Zabıta müsameresinin mana ve önemine dair
Hürriyet Gazetesi Yazarı Ahmet Hakan'ın bugünkü (09.09.2022)''Zabıta müsameresinin mana ve önemine dair'' başlıklı yazısı.
Ekrem İmamoğlu’nun ziyaretine gelen Meral Akşener’i nasıl karşıladığını gördünüz mü?
Ben gördüm.
Önce güldüm.
Sonra yadırgadım.
Ardından da “Ne gerek var böyle şeylere?” dedim.
İzin verirseniz hâlâ etkisinde olduğum görüntüyü betimleyeyim:
Kırmızı halılar serilmiş. Çakı gibi bir zabıta ekibinden askeri tören kıtası oluşturulmuş. Meral Akşener’in makam arabasının gelmesi bekleniyor.
Ve makam aracının ufukta görünmesiyle birlikte Ekrem İmamoğlu, arabanın kapısına kadar koşturuyor.
Tatlı bir telaş, sevinçli bir heyecan var ortamda.
Meral Akşener, gayet alışkın tavırlarla kırmızı halıda yürüyor.
Çakı gibi zabıtaların tam önünde durup “Merhaba arkadaşlar!” diyor.
Zabıtadan gür ve tok bir ses yükseliyor: “Sağ ol.”
Tamam, “Ne gerek var böyle şeylere?” dedim ama neden gerek görüldüğünü de tabii ki anladım.
Öyle anlaşılıyor ki...
Ekrem İmamoğlu vazgeçmemiş cumhurbaşkanı adaylığından.
Hâlâ potada olduğunu göstermek istiyor.
Zabıta müsameresi aracılığıyla Kılıçdaroğlu’na mesaj çekiyor:
“Bak, Meral Hanım beni destekliyor. Hem ben kazanacak adayım. Gel, inat etme.
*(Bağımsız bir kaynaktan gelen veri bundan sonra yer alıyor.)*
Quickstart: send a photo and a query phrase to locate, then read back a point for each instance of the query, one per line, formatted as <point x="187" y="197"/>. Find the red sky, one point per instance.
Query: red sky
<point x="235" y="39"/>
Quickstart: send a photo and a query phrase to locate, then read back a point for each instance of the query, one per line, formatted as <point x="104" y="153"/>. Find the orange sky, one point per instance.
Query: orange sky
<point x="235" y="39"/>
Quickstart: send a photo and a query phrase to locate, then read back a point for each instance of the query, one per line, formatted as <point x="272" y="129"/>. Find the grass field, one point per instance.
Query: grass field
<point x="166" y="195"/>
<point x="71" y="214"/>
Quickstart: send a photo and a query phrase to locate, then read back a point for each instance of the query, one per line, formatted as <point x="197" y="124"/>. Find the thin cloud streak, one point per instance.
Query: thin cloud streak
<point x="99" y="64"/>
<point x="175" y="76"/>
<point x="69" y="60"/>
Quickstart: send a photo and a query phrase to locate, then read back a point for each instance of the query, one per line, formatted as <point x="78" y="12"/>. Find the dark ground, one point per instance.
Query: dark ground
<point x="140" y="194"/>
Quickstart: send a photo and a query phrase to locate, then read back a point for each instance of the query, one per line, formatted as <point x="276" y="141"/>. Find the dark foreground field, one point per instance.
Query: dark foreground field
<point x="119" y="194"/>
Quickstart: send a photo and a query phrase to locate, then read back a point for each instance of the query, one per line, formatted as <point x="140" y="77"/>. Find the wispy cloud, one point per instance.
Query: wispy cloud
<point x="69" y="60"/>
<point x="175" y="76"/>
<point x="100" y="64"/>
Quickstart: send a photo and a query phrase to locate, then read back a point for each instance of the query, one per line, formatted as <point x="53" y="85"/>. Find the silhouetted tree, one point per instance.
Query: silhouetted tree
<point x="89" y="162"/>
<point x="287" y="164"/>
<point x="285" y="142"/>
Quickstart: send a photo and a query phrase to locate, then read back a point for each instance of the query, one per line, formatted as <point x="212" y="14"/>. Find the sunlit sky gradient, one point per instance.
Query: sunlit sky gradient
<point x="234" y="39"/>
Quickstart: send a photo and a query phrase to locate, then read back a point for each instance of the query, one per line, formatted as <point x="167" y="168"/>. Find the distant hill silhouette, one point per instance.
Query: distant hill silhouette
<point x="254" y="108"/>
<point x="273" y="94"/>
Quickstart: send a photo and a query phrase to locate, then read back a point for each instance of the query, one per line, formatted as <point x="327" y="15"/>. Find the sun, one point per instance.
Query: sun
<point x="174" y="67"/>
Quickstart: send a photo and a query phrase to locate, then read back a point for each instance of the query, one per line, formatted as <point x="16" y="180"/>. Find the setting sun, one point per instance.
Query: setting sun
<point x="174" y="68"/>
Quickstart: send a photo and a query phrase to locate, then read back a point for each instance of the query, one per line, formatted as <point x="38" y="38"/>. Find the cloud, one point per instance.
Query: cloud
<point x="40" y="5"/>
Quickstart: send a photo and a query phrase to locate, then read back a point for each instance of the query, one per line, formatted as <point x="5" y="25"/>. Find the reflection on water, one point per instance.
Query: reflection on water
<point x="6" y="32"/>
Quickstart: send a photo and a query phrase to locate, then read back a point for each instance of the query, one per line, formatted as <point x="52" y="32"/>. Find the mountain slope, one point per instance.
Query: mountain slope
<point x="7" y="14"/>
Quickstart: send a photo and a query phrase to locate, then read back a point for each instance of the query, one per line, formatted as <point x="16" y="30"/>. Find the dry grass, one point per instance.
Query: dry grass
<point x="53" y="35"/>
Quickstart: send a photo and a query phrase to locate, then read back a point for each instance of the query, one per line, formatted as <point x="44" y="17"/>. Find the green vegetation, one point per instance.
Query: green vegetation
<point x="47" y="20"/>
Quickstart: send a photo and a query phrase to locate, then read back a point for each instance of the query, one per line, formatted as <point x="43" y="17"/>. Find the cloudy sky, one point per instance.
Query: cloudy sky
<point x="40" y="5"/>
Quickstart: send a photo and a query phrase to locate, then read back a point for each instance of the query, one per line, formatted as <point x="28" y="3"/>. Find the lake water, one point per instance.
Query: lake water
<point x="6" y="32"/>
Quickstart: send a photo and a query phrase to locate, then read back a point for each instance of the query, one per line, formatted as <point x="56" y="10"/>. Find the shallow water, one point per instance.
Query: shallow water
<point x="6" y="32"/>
Çekil de ben aday olayım.”
Siyasette bu tür mesajlara da yer var.
Ama bu kadar vurgulusuna, bu kadar altı çizilmiş olanına, bu kadar bağıranına yer var mı, emin değilim.
Neyse...
Ben en iyisi “Altılı masa hayırlısıyla adayını belirlese de bu tür zabıta müsamerelerine gerek kalmasa” temennisinde bulunayım.
KATİL DARBECİLERDEN Mİ ÖĞRENECEĞİZ DARBEYİ
KAN döktüler.
Darbe yapmaya kalkıştılar.
Beceremediler.
Kaçtılar.
Şimdi kaçtıkları yerden...
“Darbenin perde arkası” diye bin türlü palavra sıkıyorlar.
Hangi partiyi savunursak savunalım... Hangi ittifaktan yana olursak olalım... Hangi umutların peşinden koşarsak koşalım... Hangi dünya görüşünün tarafı olursak olalım...
Bu katil darbecilere...
“15 Temmuz’un perde arkasını herkesten öğrenirim. Ama senden asla” diyerek yallah çekelim.